Pseudonyms are for everyone!
Too many analyses of Google's and Facebook's Real Names policy take a narrow view of pseudonyms, conceding only that they may benefit for example "[dissidents] in Egypt, China, colonial America [and] whistle-blowers inside corporations and labour unions" (see Berin Szoka's "What’s in a Pseudo-name?").
There's evidently a belief that regular upstanding citzens have no need for pseudonyms, and a veiled suspicion that wanting one means you must have something to hide. Yet in truth, a great many ordinary Internet users have developed pseudonymous habits to protect themselves in the Wild West that is cyberspace today.

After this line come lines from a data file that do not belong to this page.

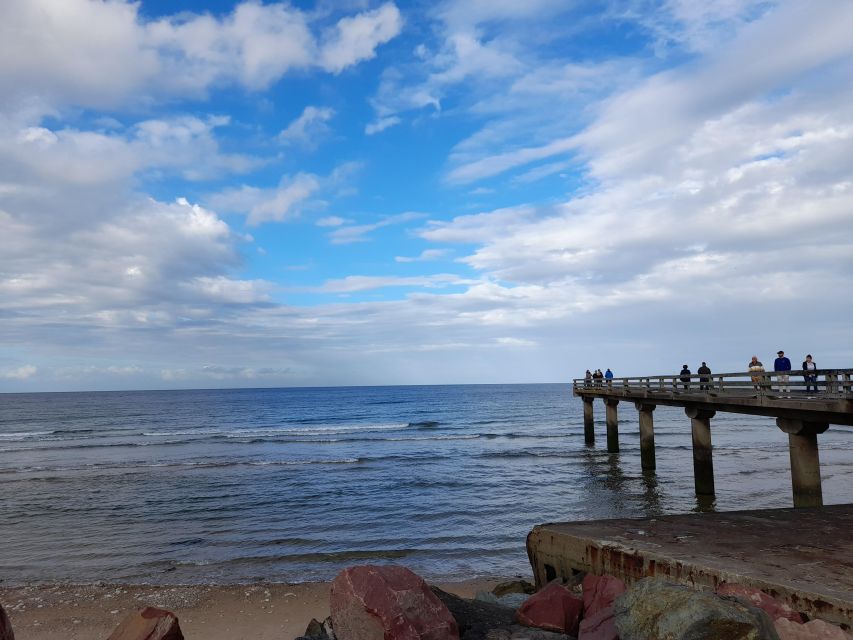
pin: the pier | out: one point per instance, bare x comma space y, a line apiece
801, 411
803, 557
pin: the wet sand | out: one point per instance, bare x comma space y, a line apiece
212, 612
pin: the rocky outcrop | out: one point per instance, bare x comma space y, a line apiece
552, 608
474, 618
599, 592
5, 626
371, 602
657, 610
599, 626
812, 630
149, 623
773, 607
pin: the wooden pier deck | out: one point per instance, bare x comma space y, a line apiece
801, 556
802, 409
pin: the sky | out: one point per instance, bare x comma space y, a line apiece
261, 194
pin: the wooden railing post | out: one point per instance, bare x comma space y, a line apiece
703, 462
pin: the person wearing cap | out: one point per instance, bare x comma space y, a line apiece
783, 365
811, 379
704, 377
685, 377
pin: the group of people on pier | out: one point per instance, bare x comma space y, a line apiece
781, 369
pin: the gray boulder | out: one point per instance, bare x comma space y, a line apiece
653, 609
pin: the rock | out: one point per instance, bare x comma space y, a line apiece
511, 600
475, 618
811, 630
6, 632
370, 602
653, 609
774, 608
149, 623
599, 592
316, 630
552, 608
599, 626
516, 632
514, 586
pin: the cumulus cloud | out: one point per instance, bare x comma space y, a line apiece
268, 205
308, 127
120, 56
347, 234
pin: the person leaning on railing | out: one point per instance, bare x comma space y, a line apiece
755, 367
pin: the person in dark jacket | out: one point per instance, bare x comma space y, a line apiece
811, 379
704, 377
685, 376
782, 365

To frustrate the efforts of junk mailers and spammers, it's standard practice amongst many to use multiple e-mail addresses, or to fib about their location or their age when filling in forms. And where does the Real Names creed leave all the advice we've been giving our kids for years in social networking, to hide their age, their location and any identifying details?
It's important for everyone -- not just Mid-Eastern freedom fighters -- to have the autonomy to represent themselves how they like social settings.

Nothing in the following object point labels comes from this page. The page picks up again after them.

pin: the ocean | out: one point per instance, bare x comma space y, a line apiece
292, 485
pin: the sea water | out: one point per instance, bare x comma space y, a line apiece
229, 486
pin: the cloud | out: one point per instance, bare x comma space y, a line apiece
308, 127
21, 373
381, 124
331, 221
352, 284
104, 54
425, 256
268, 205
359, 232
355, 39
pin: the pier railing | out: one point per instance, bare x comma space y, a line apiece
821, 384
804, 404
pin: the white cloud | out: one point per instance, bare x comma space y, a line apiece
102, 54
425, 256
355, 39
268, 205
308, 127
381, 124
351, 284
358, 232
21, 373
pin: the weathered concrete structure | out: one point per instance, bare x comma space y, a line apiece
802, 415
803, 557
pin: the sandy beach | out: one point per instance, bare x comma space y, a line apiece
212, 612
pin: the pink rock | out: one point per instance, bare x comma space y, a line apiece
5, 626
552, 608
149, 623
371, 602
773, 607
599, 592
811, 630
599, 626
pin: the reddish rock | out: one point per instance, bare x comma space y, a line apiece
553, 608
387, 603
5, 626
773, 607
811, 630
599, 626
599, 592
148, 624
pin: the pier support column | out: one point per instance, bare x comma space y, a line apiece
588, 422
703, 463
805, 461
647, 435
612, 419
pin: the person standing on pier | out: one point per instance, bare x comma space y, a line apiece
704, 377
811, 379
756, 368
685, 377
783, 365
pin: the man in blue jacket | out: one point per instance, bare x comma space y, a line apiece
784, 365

What a twisted world is cyberspace these days! Think about it: Why the hell is the onus on users to defend their use of nicknames, when it ought to be the informopolies that justify imposing their self-serving rules on how we users refer to ourselves? We don't go around in public with our 'real names' tattooed on our foreheads! No "Social network" should be dictating how we socialise!
Posted in Privacy, Nymwars, Internet, Identity, Social Networking
Other thoughts on Real Names
I'm going to follow my own advice and not accept the premise of Google's and Facebook's Real Names policy that it somehow is good for quality. My main rebuttal of Real Names is that it's a commercial tactic and not a well grounded worthy social policy.
But here are a few other points I would make if I did want to argue the merits of anonymity - a quality and basic right I honestly thought was unimpeachable!
Nothing to hide? Puhlease!
Much of the case for Real Names riffs on the tired old 'nothing to hide' argument. This tough-love kind of view that respectable people should not be precious about privacy tends to be the preserve of middle class, middle aged white men who through accident of birth have never personally experienced persecution, or had grounds to fear it.
I wish more of the privileged captains of the Internet could imagine that expressing one's political or religious views (for example) brings personal risks to many of the dispossessed or disadvantaged in the world. And as Identity Woman points out, we're not just talking about resistance fighters in the Middle East but also women in 21st century America who are pilloried for challenging the sexist status quo!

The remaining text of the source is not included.